1071 Malazgirt Zaferi’nden sonra Türkler’in büyük gruplar halinde Anadolu’ya akması, Selçuklular sonra da Osmanlılar’ın Anadolu’da Türk devletleri kurmaları, tıpkı Atatürk’ün bize bıraktığı Cumhuriyet gibi bizi büyüten bir dünya imparatorluğu yapan millet şimdi Türk Milleti değil midir ki yeni anayasaya o milletin adını koyup koymamakta çabalar içindesiniz.

Geçmişte bizim Batı’ya değil, Batı’nın bize el açtığı o koca imparatorluğu düşünün ki; Fransa Kralı 1. François Osmanlı Devleti’nden 2 milyon düka altın borç alarak, gene bizden cephane ve savaş gemileri istiyordu. Kral Henry VIII. Kanuni Süleyman zamanında Türk hukuki sistemini öğrenmek için İstanbul’a heyetler yolluyordu. Peki; o toplum nasıl tarih içinde Batı’nın kölesi haline getirildi? Yüzlerce yıllardan sonra nasıl oluyor da emperyalizmin kucağında savruluyoruz?
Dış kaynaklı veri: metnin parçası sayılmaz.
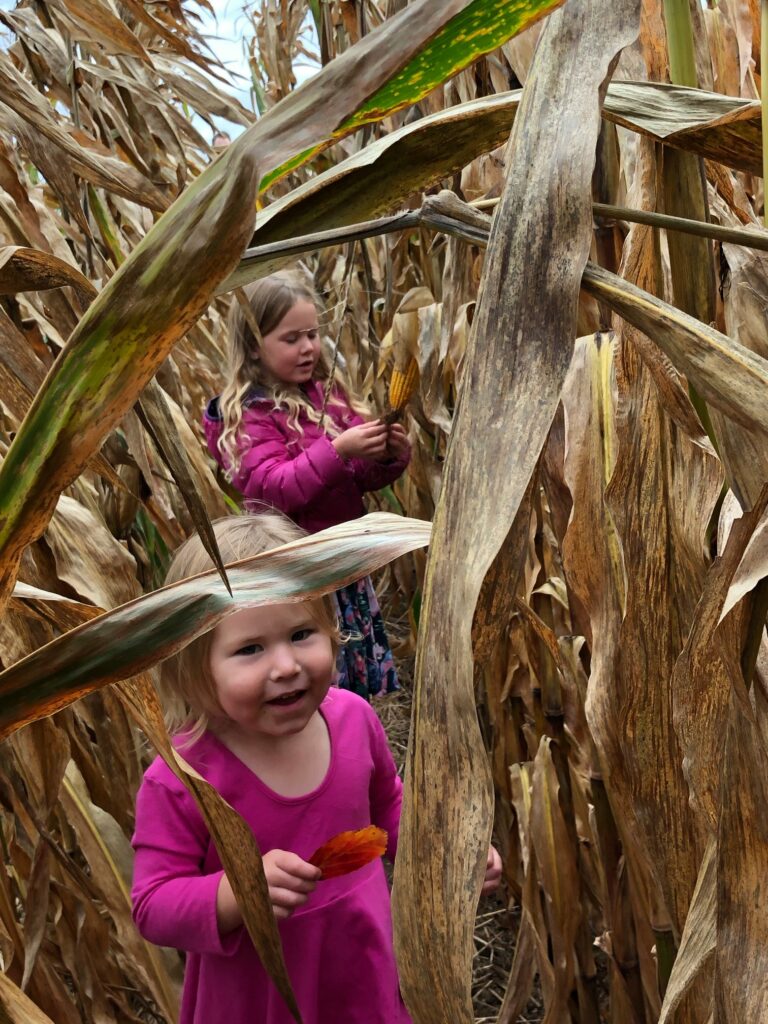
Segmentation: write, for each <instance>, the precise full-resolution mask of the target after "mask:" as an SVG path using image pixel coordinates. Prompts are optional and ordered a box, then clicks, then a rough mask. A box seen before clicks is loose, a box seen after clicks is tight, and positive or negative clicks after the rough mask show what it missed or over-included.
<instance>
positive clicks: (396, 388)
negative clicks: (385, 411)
mask: <svg viewBox="0 0 768 1024" xmlns="http://www.w3.org/2000/svg"><path fill="white" fill-rule="evenodd" d="M418 377H419V365H418V362H417V361H416V359H413V358H412V359H411V361H410V362H409V365H408V367H407V368H406V370H404V372H403V371H402V370H398V369H397V368H395V369H394V370H393V371H392V377H391V380H390V381H389V406H390V408H391V410H392V412H393V413H398V412H399V411H400V410H401V409H404V408H406V406H407V404H408V400H409V398H410V397H411V395H412V394H413V393H414V391H415V390H416V382H417V380H418Z"/></svg>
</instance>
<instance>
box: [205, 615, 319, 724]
mask: <svg viewBox="0 0 768 1024" xmlns="http://www.w3.org/2000/svg"><path fill="white" fill-rule="evenodd" d="M334 669H335V656H334V650H333V645H332V642H331V637H330V635H329V634H328V633H327V632H326V631H325V630H324V629H323V628H322V627H319V626H318V625H317V623H316V621H315V620H314V617H313V616H312V609H311V606H310V605H309V604H276V605H269V606H266V607H262V608H244V609H243V610H242V611H236V612H234V613H233V614H231V615H229V616H228V617H227V618H225V620H224V621H223V622H222V623H220V624H219V625H218V626H217V627H216V629H215V631H214V634H213V641H212V644H211V651H210V672H211V677H212V680H213V683H214V686H215V690H216V697H217V699H218V703H219V707H220V708H221V711H222V712H223V715H224V717H225V719H226V721H225V722H224V723H223V728H222V731H224V732H228V733H230V734H231V733H234V734H237V735H238V736H240V737H242V738H246V739H265V738H271V739H276V738H280V737H281V736H287V735H293V734H294V733H297V732H301V731H302V729H303V728H304V727H305V726H306V725H307V723H308V722H309V720H310V719H311V718H312V716H313V715H314V714H315V712H316V711H317V708H318V707H319V706H321V703H322V702H323V700H324V699H325V697H326V694H327V693H328V690H329V688H330V686H331V682H332V680H333V676H334Z"/></svg>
Osmanlı’yı çökerten Batı’nın ta kendisiydi. Borçlandırarak bizi ağır borç yükünden kurtaran Cumhuriyet değil miydi?

Başbakan Cumhuriyet’in yaptıklarını katladıklarını söylüyor. Doğru, 1930’larda bir kuruş borcu olmayan Türkiye Cumhuriyeti şimdi gırtlağına kadar borç içinde. İçinize sinmese de, tarihi gerçekleri lütfen inceleyiniz. Cumhuriyet elimizden giderse neyimiz var ki?

Birlikte altında kalacağımız bölünmüş paylaşılmış bir toprak parçasından başka ne ola ki?